Britain’s crusade for net zero saw another major failure on Tuesday, with the country having to resort to using its emergency coal-fired power plants as renewables were unable to keep up with demand.
The country has been focused on moving away from burning fossil fuels and towards green energy sources in recent years, with the last twelve months in particular seeing the country struggle to keep the lights on at times due to the green agenda of its Conservative Party government.
However, with it becoming clear that Britain’s new sources of power cannot keep up with the old, the country has kept some coal-burning power plants — those few it has not short-sightedly demolished — operational and in reserve, ready to start supplying power to the energy grid should the more eco-friendly sources start to fail.
According to the BBC, such a last resort had to finally be deployed on Tuesday, with two of the plants providing Britons with energy once again after green energy facilities failed to perform.
A total of five separate coal-fired power stations were put on standby yesterday, with two needing to be used in order to keep the energy grid stable.

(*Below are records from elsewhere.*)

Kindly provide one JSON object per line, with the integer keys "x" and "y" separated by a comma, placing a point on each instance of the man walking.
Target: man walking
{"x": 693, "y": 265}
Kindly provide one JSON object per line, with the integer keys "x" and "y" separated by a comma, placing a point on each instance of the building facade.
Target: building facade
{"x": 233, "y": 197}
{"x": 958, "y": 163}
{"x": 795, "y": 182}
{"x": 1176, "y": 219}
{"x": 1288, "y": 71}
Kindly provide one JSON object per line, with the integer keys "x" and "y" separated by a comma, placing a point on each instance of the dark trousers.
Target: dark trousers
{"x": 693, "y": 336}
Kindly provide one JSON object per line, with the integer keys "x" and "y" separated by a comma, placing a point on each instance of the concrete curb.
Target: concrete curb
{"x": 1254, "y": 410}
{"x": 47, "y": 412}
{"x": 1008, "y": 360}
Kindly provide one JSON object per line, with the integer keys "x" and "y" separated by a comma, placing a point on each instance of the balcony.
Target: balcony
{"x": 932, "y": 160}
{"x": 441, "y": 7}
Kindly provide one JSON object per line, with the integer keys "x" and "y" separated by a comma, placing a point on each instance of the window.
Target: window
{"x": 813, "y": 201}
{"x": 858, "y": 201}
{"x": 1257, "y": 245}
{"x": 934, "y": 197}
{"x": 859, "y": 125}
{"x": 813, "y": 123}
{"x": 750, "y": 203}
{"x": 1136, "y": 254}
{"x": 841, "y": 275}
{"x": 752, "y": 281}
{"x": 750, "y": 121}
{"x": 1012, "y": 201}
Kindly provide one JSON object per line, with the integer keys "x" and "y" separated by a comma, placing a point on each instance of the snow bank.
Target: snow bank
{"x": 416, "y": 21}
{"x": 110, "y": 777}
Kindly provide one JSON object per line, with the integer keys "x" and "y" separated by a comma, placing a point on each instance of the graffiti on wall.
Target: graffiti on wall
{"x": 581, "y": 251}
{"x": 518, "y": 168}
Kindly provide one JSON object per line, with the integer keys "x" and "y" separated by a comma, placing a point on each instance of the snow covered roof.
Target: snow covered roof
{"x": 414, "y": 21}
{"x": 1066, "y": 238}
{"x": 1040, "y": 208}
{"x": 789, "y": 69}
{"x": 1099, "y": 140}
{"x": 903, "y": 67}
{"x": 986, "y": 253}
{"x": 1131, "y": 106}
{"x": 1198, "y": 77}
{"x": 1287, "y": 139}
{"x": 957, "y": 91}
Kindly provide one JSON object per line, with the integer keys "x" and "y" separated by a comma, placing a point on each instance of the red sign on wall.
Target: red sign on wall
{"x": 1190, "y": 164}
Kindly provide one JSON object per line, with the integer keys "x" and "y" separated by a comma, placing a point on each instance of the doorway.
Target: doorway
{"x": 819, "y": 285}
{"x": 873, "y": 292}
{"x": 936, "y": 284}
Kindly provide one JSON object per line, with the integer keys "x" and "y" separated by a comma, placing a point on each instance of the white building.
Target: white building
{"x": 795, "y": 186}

The use of the power plants represents a new low for the Conservative Party’s green energy agenda, a project that has cost everyday Britons a substantial amount of money and the country much of its energy security over the last 12 months.
Despite receiving near unanimous support from the senior Tories sitting in government, renewables in Britain have proven unable to take over from fossil fuel-burning methods of energy generation.
This has resulted in the United Kingdom having to develop fossil-fuel-based failsafes for the British energy grid, keeping coal power plants on standby in order to ensure a minimum supply of power throughout the country.
Even this has, at times, not been enough, with Britain also now having a system of voluntary power rationing in place, where poorer energy customers are paid not to use electricity at certain peak-usage times during the day.
Dreamt up in 2022, the rationing system saw its first real deployment in January this year, with some energy customers paid to minimise electricity use between 5 p.m. and 6 p.m. in order to help avert a possible collapse of the energy grid.